If you get that nitty gritty about it, things are never that level of identical. I didn’t realize you would pick that nit.

But circumstances can be identical enough for what happened in one to have a strong bearing on the likelihood of it happening in the other ,without being so completely identical that the exact thing has to happen 100% of the time.

Dude, IT’S YOUR HYPOTHETICAL. When I didn’t take it entirely literally, you got all sneery and supercilious about it.

If they’re not 100% identical, the question then becomes, if Molly has had sex 100 times under similar circumstances and hasn’t made a rape accusation, what’s the difference this time? The likeliest difference is that this time involved rape.

Under those circumstances, her many previous experiences become an argument AGAINST a false rape accusation.

Then please explain to me , given that the accuser has by definition already said she didn’t consent, what would be the purpose of bringing up her sexual history except to convince the jury she is lying when she says she didn’t consent. And if it is to convince the jury that she did consent, that is still convincing the jury that she is lying when she says she didn’t. If the identification of the rapist is in dispute, that could be an honest mistake and providing evidence that it was some other guy wouldn’t implicate the victim’s credibility. But a person can’t make an honest mistake about her own consent or lack of it. She’s either lying or she isn’t.
Your probabilities might work in a vacuum, where all we are doing is figuring out if it’s more likely that Mary the Virgin consented to John or if Good-time Pam consented to Victor. In that vacuum, where no one has said a word that we know of on the matter of consent , who is lying is not an issue. But that’s an entirely different context than a rape trial.

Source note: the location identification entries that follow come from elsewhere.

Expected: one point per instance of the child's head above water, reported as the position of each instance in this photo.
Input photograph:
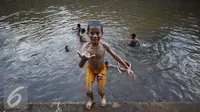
(83, 30)
(133, 35)
(79, 25)
(95, 31)
(95, 24)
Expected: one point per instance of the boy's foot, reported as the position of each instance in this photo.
(89, 104)
(103, 101)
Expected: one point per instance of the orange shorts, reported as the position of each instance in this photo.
(91, 75)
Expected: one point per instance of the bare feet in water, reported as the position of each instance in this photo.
(89, 104)
(103, 101)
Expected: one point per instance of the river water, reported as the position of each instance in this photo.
(33, 34)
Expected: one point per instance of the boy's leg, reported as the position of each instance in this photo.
(89, 80)
(101, 91)
(89, 93)
(101, 86)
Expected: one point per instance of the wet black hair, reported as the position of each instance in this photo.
(106, 62)
(95, 23)
(83, 30)
(133, 35)
(78, 25)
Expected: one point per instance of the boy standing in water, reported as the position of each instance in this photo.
(93, 53)
(134, 41)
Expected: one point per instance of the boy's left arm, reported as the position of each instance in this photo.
(119, 59)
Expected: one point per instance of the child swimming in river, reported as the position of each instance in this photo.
(82, 35)
(78, 28)
(92, 54)
(134, 41)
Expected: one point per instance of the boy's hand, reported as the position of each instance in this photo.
(85, 56)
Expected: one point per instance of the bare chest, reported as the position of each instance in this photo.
(97, 51)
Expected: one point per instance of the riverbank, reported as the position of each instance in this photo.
(111, 107)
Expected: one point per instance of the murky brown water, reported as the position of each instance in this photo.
(33, 34)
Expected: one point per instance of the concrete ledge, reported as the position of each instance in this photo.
(110, 107)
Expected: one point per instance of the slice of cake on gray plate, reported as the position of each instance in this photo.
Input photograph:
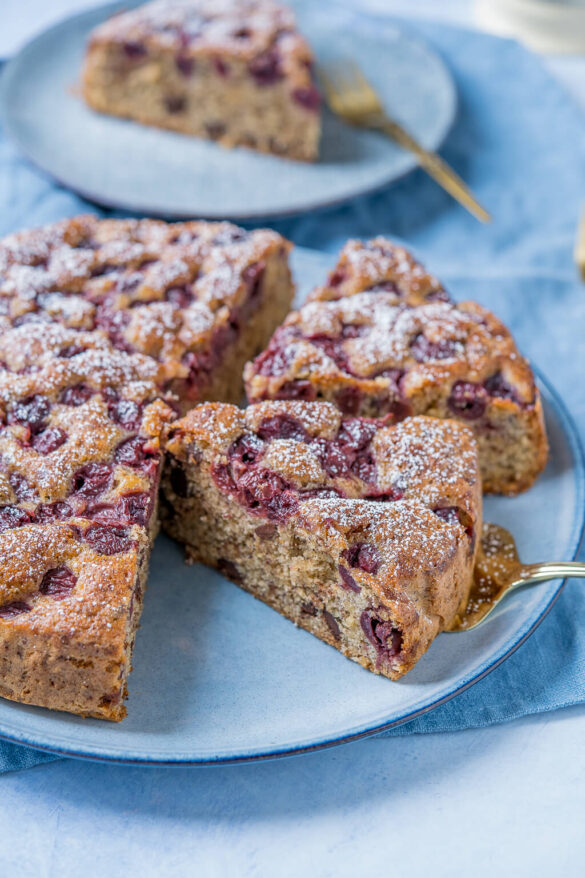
(235, 71)
(363, 534)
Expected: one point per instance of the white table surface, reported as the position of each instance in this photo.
(507, 800)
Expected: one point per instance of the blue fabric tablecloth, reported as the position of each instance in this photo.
(519, 141)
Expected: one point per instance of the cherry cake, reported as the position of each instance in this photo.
(363, 534)
(235, 71)
(382, 339)
(199, 298)
(102, 322)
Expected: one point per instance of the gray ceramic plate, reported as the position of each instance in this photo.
(220, 677)
(144, 170)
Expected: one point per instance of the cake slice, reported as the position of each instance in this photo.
(80, 463)
(365, 535)
(381, 339)
(235, 71)
(198, 298)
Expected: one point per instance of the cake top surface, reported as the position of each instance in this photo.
(159, 289)
(242, 28)
(379, 265)
(409, 492)
(365, 336)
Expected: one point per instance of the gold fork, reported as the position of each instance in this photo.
(499, 571)
(351, 96)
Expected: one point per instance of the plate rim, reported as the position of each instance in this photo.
(11, 130)
(516, 640)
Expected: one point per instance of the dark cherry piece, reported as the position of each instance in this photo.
(49, 440)
(468, 400)
(383, 635)
(58, 582)
(108, 540)
(15, 608)
(13, 516)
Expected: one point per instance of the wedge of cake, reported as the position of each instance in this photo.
(100, 321)
(364, 535)
(235, 71)
(79, 472)
(199, 298)
(381, 339)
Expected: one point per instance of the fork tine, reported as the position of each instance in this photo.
(365, 84)
(332, 92)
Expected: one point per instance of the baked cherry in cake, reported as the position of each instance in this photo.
(80, 460)
(199, 298)
(381, 339)
(237, 72)
(363, 534)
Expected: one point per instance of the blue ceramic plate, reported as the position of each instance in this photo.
(144, 170)
(220, 677)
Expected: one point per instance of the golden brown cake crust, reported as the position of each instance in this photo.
(381, 339)
(341, 524)
(80, 429)
(236, 71)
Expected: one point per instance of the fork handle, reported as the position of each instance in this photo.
(553, 570)
(439, 170)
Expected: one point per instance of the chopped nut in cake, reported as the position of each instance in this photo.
(363, 534)
(235, 71)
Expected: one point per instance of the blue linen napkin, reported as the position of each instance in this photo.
(520, 143)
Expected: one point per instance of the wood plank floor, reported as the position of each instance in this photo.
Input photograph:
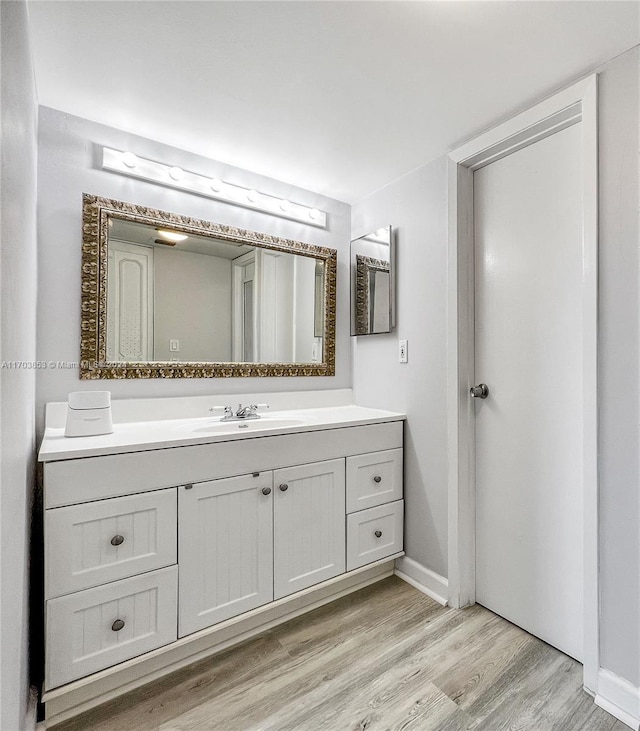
(385, 658)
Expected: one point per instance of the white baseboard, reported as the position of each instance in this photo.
(619, 698)
(423, 579)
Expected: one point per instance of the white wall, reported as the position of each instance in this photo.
(192, 295)
(69, 166)
(416, 206)
(17, 343)
(619, 377)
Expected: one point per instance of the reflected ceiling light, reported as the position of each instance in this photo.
(126, 163)
(171, 235)
(129, 159)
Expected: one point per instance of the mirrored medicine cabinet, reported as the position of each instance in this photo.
(372, 283)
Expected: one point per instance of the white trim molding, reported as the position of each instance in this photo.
(423, 579)
(575, 104)
(619, 698)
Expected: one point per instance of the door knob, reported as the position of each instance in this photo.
(479, 391)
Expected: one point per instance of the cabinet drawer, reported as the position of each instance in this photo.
(374, 479)
(96, 628)
(374, 534)
(94, 543)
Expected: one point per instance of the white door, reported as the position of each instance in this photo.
(130, 302)
(225, 545)
(528, 350)
(308, 525)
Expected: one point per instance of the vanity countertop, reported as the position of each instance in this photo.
(166, 433)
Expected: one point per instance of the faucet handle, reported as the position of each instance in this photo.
(228, 410)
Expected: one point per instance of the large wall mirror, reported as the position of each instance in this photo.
(372, 283)
(166, 296)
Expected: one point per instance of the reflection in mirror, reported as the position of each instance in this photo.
(191, 298)
(372, 283)
(188, 298)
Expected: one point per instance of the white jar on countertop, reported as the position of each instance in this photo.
(88, 414)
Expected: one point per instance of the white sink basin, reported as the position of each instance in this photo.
(229, 427)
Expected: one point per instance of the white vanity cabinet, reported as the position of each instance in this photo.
(226, 549)
(247, 540)
(159, 557)
(309, 531)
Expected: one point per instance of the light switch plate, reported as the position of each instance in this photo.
(403, 353)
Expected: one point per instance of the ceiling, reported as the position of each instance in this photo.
(337, 97)
(147, 235)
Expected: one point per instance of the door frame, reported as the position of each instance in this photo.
(577, 103)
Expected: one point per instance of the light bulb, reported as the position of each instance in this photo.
(129, 159)
(171, 235)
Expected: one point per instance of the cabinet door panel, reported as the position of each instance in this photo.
(309, 525)
(225, 549)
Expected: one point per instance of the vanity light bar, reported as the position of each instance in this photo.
(127, 163)
(380, 236)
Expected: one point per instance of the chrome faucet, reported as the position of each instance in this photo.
(242, 412)
(247, 412)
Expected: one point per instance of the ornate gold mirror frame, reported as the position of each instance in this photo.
(96, 213)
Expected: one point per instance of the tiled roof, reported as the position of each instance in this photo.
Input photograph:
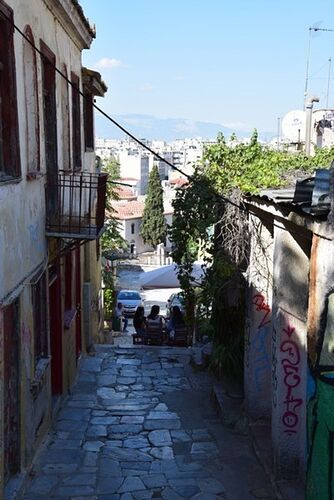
(132, 209)
(91, 29)
(178, 182)
(124, 192)
(128, 209)
(311, 195)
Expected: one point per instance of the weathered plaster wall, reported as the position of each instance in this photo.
(23, 250)
(22, 205)
(289, 378)
(35, 385)
(258, 339)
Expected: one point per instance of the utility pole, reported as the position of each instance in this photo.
(278, 132)
(328, 81)
(314, 29)
(308, 131)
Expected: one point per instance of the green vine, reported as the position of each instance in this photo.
(203, 226)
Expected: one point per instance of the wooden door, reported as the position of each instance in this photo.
(11, 391)
(55, 329)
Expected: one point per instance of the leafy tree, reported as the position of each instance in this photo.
(214, 198)
(111, 239)
(153, 228)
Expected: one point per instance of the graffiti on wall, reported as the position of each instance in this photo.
(36, 240)
(320, 411)
(274, 379)
(260, 344)
(291, 365)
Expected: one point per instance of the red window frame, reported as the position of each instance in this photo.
(10, 167)
(76, 123)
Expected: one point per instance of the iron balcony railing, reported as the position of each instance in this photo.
(75, 205)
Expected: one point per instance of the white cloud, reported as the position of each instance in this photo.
(138, 122)
(107, 63)
(236, 125)
(186, 126)
(146, 87)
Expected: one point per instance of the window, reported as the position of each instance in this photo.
(9, 144)
(89, 122)
(31, 101)
(50, 127)
(39, 313)
(76, 123)
(65, 113)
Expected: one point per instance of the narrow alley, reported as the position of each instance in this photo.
(138, 424)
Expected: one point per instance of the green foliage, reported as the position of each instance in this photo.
(111, 239)
(109, 302)
(225, 170)
(153, 228)
(252, 167)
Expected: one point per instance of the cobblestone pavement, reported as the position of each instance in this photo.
(140, 424)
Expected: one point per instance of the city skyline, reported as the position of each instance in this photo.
(241, 66)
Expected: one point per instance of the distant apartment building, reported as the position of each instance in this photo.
(135, 164)
(129, 214)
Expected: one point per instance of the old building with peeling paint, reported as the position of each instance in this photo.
(52, 201)
(289, 348)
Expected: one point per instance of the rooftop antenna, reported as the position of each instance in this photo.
(328, 81)
(312, 29)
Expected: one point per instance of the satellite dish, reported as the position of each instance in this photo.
(293, 126)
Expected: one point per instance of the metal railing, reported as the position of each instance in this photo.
(75, 205)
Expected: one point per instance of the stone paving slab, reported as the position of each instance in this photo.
(140, 424)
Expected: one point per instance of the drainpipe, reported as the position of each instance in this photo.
(309, 107)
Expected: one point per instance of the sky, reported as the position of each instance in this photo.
(239, 63)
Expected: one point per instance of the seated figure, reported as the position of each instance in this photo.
(176, 321)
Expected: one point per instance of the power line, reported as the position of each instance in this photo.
(138, 141)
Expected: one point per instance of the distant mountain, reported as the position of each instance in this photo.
(167, 129)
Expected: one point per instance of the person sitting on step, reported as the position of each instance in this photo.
(139, 321)
(119, 314)
(175, 320)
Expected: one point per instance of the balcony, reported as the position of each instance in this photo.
(75, 205)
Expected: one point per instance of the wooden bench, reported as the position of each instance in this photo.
(181, 336)
(154, 334)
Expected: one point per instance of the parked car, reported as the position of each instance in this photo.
(130, 299)
(176, 299)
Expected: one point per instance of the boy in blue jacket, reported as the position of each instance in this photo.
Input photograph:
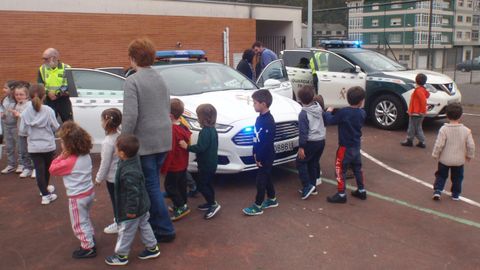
(350, 121)
(264, 153)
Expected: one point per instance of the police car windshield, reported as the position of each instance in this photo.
(373, 62)
(193, 79)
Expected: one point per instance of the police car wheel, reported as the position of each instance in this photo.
(387, 112)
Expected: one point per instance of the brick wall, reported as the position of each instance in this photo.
(100, 40)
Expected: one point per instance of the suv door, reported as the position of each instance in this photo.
(93, 91)
(274, 77)
(335, 77)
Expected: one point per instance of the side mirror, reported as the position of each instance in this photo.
(271, 83)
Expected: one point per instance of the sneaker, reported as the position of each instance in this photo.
(116, 260)
(362, 195)
(407, 142)
(269, 203)
(111, 229)
(149, 253)
(49, 198)
(337, 198)
(421, 145)
(180, 212)
(26, 173)
(307, 191)
(84, 253)
(204, 207)
(8, 169)
(212, 211)
(253, 210)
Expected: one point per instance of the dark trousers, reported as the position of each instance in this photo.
(348, 157)
(62, 106)
(176, 187)
(42, 162)
(111, 192)
(205, 185)
(309, 167)
(264, 183)
(456, 177)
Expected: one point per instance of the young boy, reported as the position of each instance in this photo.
(131, 204)
(453, 146)
(416, 111)
(350, 121)
(264, 153)
(176, 163)
(311, 140)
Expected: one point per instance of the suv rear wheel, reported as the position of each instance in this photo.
(388, 112)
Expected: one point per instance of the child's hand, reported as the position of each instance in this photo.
(301, 153)
(183, 144)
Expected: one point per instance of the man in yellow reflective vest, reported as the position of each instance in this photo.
(52, 74)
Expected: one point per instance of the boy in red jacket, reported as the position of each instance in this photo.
(176, 163)
(417, 110)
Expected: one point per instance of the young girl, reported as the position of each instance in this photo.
(111, 120)
(206, 150)
(39, 124)
(21, 95)
(75, 165)
(9, 126)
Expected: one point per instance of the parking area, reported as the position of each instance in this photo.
(398, 227)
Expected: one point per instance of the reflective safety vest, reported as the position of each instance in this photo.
(54, 78)
(322, 62)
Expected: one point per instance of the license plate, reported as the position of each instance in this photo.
(283, 147)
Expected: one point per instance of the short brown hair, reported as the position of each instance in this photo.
(128, 144)
(142, 51)
(306, 94)
(75, 139)
(207, 115)
(176, 107)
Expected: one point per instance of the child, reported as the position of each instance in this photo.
(111, 120)
(75, 165)
(206, 150)
(39, 124)
(453, 146)
(9, 127)
(350, 121)
(311, 140)
(416, 111)
(21, 95)
(264, 153)
(131, 204)
(176, 163)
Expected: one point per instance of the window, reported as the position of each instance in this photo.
(394, 38)
(396, 21)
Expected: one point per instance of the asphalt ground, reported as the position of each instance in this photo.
(399, 226)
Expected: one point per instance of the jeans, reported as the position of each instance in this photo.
(456, 176)
(159, 217)
(264, 183)
(309, 167)
(415, 128)
(348, 157)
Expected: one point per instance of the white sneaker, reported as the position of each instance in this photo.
(8, 169)
(19, 169)
(49, 198)
(26, 173)
(111, 229)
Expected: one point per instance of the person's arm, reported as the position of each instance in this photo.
(130, 107)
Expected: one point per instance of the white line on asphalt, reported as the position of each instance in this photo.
(414, 179)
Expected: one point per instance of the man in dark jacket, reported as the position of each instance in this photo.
(131, 204)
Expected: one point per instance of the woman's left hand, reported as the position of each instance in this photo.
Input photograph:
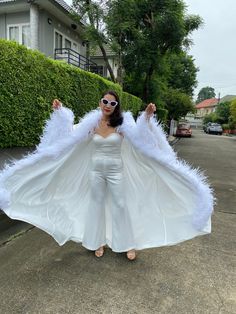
(151, 108)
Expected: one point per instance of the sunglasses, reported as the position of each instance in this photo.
(113, 103)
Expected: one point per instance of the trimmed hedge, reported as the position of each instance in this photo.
(29, 82)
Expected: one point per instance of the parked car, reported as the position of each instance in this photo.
(214, 128)
(184, 130)
(205, 126)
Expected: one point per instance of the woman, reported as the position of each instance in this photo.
(108, 181)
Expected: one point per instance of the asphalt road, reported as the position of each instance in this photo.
(194, 277)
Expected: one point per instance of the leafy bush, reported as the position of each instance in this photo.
(29, 82)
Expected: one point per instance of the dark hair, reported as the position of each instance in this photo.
(116, 118)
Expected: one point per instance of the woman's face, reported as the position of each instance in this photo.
(108, 104)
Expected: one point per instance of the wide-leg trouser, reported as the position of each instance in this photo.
(106, 177)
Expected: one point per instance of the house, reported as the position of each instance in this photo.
(206, 106)
(227, 98)
(45, 25)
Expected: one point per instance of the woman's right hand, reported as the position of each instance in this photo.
(56, 104)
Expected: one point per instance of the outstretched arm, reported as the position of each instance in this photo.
(152, 133)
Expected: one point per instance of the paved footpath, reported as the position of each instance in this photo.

YOur hypothetical is now functionally equivalent to, “If we know for sure that Joanne was raped, and we have very very good reason to believe Molly was raped, who is it likelier was raped?” Your removal of identical circumstances for Molly introduces some uncertainty in her case, whereas your hypothetical limited omniscience about Joanne’s still has no uncertainty in it. So it’s not at all a useful analogy.

Indeed. These possibilities must add up to 100%:
a) The “victim” is lying, and there was no rape; or
b) The victim is telling the truth, and there was a rape.

Talking about the victim’s likelihood to lie is a necessary component of the equation.